Learning Temporal Cues by Predicting Objects Move for Multi-camera 3D Object Detection
Seokha Moon, Hongbeen Park, Jungphil Kwon, Jaekoo Lee, Jinkyu Kim
TL;DR
This work tackles multi-camera 3D object detection by leveraging temporal context through a predictive learning paradigm. It introduces DAP, a two-branch architecture with a Prediction Encoder that forecasts current object poses from past BEV features and a Context Fused Detection module that integrates this predictive information into detection, using a Fusion DeFormable Attention mechanism.

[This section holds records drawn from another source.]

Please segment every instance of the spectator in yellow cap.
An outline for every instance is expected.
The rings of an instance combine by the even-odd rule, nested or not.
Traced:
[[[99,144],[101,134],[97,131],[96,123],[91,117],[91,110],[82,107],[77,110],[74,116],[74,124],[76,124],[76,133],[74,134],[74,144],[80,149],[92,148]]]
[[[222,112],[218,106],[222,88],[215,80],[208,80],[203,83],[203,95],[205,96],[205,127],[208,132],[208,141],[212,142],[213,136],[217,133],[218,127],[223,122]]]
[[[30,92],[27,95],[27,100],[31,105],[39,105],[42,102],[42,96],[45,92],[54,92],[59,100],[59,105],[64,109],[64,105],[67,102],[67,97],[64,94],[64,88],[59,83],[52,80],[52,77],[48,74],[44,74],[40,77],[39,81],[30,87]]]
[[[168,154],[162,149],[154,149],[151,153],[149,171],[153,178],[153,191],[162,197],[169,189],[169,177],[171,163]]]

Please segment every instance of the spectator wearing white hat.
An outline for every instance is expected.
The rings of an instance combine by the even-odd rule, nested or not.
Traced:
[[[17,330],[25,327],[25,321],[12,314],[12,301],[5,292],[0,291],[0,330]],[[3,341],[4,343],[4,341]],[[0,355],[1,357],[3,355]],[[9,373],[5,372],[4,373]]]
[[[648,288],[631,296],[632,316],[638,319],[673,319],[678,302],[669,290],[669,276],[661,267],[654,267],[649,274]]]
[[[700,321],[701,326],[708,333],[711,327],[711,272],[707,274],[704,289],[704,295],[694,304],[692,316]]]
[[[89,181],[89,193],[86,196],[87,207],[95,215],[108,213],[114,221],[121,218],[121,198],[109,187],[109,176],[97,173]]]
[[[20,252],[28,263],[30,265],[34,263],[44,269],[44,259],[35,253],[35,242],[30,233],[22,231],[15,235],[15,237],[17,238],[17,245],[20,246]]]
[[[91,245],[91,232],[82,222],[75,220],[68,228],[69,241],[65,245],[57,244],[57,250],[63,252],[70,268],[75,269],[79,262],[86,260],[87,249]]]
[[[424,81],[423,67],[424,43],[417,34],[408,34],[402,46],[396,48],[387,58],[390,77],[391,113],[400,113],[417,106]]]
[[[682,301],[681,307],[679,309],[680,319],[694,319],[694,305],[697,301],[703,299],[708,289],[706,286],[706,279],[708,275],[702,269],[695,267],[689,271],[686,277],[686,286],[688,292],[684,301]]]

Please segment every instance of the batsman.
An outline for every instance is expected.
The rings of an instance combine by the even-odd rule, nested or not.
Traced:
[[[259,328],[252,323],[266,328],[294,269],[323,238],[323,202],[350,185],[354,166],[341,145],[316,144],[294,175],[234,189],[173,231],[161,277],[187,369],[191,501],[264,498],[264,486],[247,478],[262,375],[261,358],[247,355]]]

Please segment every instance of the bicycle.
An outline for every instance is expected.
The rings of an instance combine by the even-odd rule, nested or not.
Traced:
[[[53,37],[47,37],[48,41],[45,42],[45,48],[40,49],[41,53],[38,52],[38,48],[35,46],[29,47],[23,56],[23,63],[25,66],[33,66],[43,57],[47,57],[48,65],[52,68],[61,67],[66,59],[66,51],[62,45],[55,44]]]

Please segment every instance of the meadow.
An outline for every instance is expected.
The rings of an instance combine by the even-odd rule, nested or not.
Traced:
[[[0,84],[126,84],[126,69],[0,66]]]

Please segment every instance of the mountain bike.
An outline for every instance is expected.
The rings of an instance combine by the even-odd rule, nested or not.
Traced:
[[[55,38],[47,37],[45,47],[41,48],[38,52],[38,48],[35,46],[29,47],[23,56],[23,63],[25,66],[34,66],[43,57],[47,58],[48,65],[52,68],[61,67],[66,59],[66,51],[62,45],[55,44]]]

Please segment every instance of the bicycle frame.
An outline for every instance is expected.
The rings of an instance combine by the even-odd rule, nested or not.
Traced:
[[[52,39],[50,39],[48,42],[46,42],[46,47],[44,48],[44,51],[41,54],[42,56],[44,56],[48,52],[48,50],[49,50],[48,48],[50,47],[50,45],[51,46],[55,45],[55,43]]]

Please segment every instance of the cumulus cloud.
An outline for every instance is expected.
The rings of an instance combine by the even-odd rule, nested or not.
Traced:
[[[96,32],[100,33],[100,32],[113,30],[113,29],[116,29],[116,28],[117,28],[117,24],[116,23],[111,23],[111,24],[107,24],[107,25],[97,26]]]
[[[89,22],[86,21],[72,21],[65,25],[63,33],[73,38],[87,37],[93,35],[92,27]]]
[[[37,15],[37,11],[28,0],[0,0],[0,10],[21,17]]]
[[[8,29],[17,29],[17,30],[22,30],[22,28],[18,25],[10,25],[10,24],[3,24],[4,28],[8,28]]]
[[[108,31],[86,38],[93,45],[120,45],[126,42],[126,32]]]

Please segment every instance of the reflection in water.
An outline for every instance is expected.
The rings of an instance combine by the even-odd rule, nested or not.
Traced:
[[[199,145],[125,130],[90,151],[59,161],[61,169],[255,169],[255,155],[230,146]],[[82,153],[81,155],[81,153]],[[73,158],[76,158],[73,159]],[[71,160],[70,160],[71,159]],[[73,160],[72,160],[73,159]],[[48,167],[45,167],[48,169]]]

On nuScenes, integrating predictive cues improves BEVDet4D and BEVDepth baselines in NDS and mAP, demonstrating enhanced temporal cue utilization, especially for occluded or moving objects. The approach is plug-and-play with existing BEV-based detectors and shows practical potential for robust, motion-aware 3D detection in autonomous driving and robotics.
Abstract
In autonomous driving and robotics, there is a growing interest in utilizing short-term historical data to enhance multi-camera 3D object detection, leveraging the continuous and correlated nature of input video streams. Recent work has focused on spatially aligning BEV-based features over timesteps. However, this is often limited as its gain does not scale well with long-term past observations. To address this, we advocate for supervising a model to predict objects' poses given past observations, thus explicitly guiding to learn objects' temporal cues. To this end, we propose a model called DAP (Detection After Prediction), consisting of a two-branch network: (i) a branch responsible for forecasting the current objects' poses given past observations and (ii) another branch that detects objects based on the current and past observations. The features predicting the current objects from branch (i) is fused into branch (ii) to transfer predictive knowledge. We conduct extensive experiments with the large-scale nuScenes datasets, and we observe that utilizing such predictive information significantly improves the overall detection performance. Our model can be used plug-and-play, showing consistent performance gain.